The clash that occurred when massive numbers of QQ partisans were forced to defend their establishment’s bottom-tier Chinese food from a guerilla effort orchestrated by those carrying the banner for Paul’s Pel’meni and its unremarkable Russian dumplings is a perfect encapsulation of this war’s futility.

Jack Bryant, advancing the cause for QQ’s styrofoam containers filled to the brim with tasteless noodles, delivered an infamous blow to Paul’s Pel’meni’s troops with a simple image of the eatery’s small balls of potato and/or beef.

“Are you a homeless dog? Does this look good to you?” prompts Bryant’s low-effort post, amassing roughly 300 likes from people who think Happy Wok is authentic Chinese food.

If it weren’t for Karim Nassef’s powers as moderator of the meme page and his capacity to rally disparate forces around a cause, QQ’s would have easily dispatched with Paul’s. But, with only a humble Harry Potter meme, Nassef and his comrades nearly tripled Bryant’s total likes, momentarily stalling their inevitable defeat.

For soldiers of the war, the conflict was shattering and made it nearly impossible to return to a normal life. Most troubling for them is coming to the realization that someone who you sit next to on the bus or in class – or someone you might even count as a friend – could choose to not only eat out of necessity but also enjoy food a starving raccoon would turn its nose at.

For objective reporters of the war, the reasons for the conflict are so useless, stupid and absurd that they invalidate the concept of war itself.

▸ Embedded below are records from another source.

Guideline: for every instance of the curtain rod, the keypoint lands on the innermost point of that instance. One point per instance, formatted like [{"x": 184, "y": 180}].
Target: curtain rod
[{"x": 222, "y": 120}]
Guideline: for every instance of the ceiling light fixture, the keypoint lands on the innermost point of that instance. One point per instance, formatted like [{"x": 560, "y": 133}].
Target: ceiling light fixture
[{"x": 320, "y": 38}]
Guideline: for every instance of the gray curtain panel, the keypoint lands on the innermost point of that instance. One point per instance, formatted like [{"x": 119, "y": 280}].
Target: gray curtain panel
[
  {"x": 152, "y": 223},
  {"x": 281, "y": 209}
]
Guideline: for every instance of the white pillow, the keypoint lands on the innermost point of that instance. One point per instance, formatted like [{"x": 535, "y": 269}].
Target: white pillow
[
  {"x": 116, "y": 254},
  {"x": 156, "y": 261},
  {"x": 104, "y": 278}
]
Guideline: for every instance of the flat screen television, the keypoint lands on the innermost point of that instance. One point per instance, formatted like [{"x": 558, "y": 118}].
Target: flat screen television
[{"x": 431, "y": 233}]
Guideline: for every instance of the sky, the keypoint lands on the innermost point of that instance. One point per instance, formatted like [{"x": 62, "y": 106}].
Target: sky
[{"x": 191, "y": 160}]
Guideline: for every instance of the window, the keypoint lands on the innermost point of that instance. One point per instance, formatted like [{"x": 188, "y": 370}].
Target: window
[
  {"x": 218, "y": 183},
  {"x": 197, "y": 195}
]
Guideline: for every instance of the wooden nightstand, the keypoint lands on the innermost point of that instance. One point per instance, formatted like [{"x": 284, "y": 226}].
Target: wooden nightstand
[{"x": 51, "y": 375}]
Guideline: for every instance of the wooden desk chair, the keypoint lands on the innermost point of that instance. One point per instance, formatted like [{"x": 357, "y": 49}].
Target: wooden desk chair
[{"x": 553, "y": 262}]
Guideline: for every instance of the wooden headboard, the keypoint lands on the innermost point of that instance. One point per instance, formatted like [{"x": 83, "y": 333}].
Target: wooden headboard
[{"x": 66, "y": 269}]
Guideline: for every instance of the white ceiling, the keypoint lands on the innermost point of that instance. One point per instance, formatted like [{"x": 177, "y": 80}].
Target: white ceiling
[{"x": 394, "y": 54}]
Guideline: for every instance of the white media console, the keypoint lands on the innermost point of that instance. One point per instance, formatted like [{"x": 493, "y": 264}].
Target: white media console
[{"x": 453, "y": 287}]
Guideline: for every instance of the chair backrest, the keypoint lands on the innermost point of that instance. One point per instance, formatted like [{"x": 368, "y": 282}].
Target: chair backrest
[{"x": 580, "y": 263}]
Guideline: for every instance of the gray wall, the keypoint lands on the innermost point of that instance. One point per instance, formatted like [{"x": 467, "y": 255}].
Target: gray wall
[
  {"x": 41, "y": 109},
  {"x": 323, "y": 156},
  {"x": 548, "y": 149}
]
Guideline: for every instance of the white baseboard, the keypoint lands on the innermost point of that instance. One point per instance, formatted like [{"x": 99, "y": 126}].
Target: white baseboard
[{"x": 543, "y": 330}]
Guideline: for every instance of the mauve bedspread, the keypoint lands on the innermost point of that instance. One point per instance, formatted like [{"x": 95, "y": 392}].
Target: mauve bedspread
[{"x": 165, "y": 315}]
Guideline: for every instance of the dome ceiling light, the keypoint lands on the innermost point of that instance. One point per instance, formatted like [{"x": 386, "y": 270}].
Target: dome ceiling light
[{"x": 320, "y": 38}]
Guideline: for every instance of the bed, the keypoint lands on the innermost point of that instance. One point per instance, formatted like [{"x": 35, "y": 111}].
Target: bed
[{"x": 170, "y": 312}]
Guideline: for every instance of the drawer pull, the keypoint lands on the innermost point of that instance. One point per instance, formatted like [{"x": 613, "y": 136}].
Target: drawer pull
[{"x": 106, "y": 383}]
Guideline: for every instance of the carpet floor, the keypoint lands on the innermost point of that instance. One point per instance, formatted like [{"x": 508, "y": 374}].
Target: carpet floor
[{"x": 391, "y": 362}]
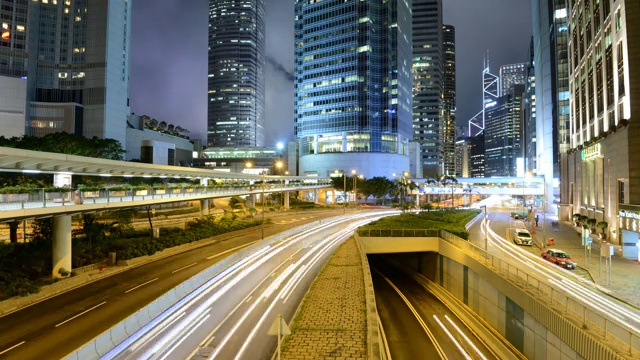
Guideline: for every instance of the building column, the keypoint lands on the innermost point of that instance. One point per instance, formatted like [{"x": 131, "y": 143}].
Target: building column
[
  {"x": 61, "y": 249},
  {"x": 286, "y": 200},
  {"x": 204, "y": 208}
]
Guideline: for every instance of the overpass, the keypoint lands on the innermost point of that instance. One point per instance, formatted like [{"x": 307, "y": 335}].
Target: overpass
[
  {"x": 62, "y": 205},
  {"x": 484, "y": 186}
]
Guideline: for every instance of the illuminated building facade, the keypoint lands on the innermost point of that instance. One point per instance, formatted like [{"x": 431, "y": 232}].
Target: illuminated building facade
[
  {"x": 74, "y": 57},
  {"x": 510, "y": 75},
  {"x": 449, "y": 100},
  {"x": 552, "y": 96},
  {"x": 352, "y": 105},
  {"x": 529, "y": 117},
  {"x": 428, "y": 83},
  {"x": 235, "y": 99},
  {"x": 490, "y": 93},
  {"x": 604, "y": 96},
  {"x": 502, "y": 134}
]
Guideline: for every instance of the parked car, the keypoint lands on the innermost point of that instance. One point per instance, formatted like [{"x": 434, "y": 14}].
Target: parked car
[
  {"x": 521, "y": 237},
  {"x": 560, "y": 258}
]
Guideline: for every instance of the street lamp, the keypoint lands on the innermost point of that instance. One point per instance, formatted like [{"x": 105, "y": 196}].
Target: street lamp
[
  {"x": 355, "y": 187},
  {"x": 279, "y": 166},
  {"x": 263, "y": 184},
  {"x": 249, "y": 166},
  {"x": 403, "y": 183},
  {"x": 344, "y": 191},
  {"x": 486, "y": 247}
]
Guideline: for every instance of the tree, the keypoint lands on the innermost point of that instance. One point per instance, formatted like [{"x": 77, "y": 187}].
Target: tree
[
  {"x": 235, "y": 202},
  {"x": 448, "y": 179},
  {"x": 377, "y": 186}
]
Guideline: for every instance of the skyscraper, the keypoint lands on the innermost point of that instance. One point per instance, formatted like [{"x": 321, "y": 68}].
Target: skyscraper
[
  {"x": 552, "y": 92},
  {"x": 502, "y": 139},
  {"x": 74, "y": 56},
  {"x": 352, "y": 86},
  {"x": 235, "y": 99},
  {"x": 449, "y": 100},
  {"x": 428, "y": 83},
  {"x": 490, "y": 93},
  {"x": 510, "y": 75},
  {"x": 604, "y": 83}
]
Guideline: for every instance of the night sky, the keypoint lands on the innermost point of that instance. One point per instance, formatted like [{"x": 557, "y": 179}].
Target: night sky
[{"x": 169, "y": 58}]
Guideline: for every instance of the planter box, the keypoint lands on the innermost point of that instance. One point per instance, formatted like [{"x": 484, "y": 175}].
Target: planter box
[
  {"x": 57, "y": 196},
  {"x": 91, "y": 194},
  {"x": 14, "y": 197}
]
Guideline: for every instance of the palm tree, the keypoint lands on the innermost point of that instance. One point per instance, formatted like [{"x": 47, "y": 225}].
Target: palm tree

Of course, rational people will agree Paul’s Pe’lmeni is miles better than QQ’s, but war in its most pure form is irrational and distorts reality.

In between moments of strife, however, the meme-war can expose the raw connections tying mankind together.

Like the Christmas truce during WWI when opposing trenches across the Western Front paused their fighting to solemnly celebrate Christmas as one, a meme war can similarly bring together mortal enemies when the exhaustion of endless warring and the beauty of chance intersect.

Such a moment happened recently when Lori Berquam, the vice provost for the Division of Student Life and a God-tier milk-chugging meme, announced her resignation from the university.

The fighting, between socialists and libertarians, Gophers and Badgers, B-schoolers and literally everyone else, suddenly stopped for a few beautiful moments.

Harmonizing, the memers all cried, “Don’t go.”